Linking in with Heading Home today for Five Minute Friday. Today’s word:
It is a tough word. I have lists and organizers and calendars and lots of glorious plans, all the time, for everything. But even so, more often than not, I don’t really feel prepared.
About three weeks ago my pastor asked me if I would prepare a monologue and perform it for the church. This is just crazy talk, I thought.
Then, he said, my monologue would be scheduled for the Christmas Eve Service – the “big kahuna” of services, you know. The one with all the candles and Silent Night and usually me weeping with the beauty of it. If I get mixed in with that, won’t it kind of be like singing all those beautiful carols accompanied by a kazoo?
No, wait there’s more. THEN he said, “I want you to play Mary.”
Ok. Sure.
Of course I said yes, because he’s my pastor. He’s a man of God and all that.
Perhaps later when I was trying on Mary costumes (drab… poor Mary) I started to think, “Really. ME? Perhaps there might be a better candidate out there?”
I am so not prepared.
But here’s the deal. I wonder all the time now, “How did she feel? How did she DO this? How did she?”
And then I realize. None of us is prepared.
God’s glory and love is so huge and astonishing, it should lay us out on our faces every day.
And also note: whenever my hubs and I get in a “discussion” now, I just look beatific and say, “Hey. Don’t mess with Jesus’s mom.”
I really enjoyed your style of writing. Found you through Five Minute Friday and I’m planning on sticking around. As someone who had her first baby at 32 I can’t fathom being 14 and God telling me that I would be the mother of Son of God.
I KNOW. I feel so overwhelmed for her!

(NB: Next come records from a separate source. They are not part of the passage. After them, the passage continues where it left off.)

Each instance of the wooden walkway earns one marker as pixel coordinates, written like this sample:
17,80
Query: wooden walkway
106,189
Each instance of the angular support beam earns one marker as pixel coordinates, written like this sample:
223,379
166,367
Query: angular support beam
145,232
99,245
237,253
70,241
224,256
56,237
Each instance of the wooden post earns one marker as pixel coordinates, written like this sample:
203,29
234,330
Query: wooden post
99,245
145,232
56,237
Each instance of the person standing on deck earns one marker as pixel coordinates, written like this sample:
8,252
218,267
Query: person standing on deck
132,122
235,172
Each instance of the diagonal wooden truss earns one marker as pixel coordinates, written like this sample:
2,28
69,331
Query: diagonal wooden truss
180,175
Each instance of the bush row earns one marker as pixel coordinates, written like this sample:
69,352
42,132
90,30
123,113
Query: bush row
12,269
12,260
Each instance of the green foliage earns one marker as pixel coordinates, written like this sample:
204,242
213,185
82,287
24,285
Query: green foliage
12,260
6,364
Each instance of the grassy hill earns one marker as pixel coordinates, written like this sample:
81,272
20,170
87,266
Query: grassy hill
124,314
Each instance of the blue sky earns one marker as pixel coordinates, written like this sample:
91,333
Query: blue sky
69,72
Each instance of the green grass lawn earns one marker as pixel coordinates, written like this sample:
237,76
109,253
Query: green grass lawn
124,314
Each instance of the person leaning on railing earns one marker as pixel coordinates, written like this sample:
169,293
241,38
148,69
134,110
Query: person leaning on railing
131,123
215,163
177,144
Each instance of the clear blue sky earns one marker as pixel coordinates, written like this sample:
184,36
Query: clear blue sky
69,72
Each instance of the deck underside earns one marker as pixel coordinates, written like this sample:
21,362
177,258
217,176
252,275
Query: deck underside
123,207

At least I can channel my own overwhelmedness to help me “feel the part” i guess… 😉
Nice way to end an argument! LOL! #FortheWIN Praying for you as you prepare (ya see what I did there?) …I am sure it will be wonderful and wonder-filled! Merry Christmas!
I see what you did there!! 🙂 Thank you and prayers much appreciated.
Since my pastor’s first advent sermon (he’s really hitting the waiting hard this year), I cannot stop thinking of Mary. “Breath of Heaven” by Amy Grant has been perpetually stuck in my head. I never ever ever ever feel prepared for anything as a mom, but at least my husband and I were able to wait until we wanted to have children and make that choice, and at least I’m not the world’s only pregnant virgin. I can’t imagine how lonely that must’ve felt, how hard it must’ve been on both Joseph and Mary.
I have been listening to “Breath of Heaven” a lot. It is perfect. 🙂
“None of us is prepared.” Only by the grace of God go I! Seriously. I don’t even know how he landed me where I am. Without him, I would likely be dead. He prepares us for his work. Thanks for this! I love your humor and your truth woven together. Cheering you as you cheer about our Lord.
P.S. We need to see some Mary pics!
Thank you so much – I often feel overwhelmed with this… I love your encouragement!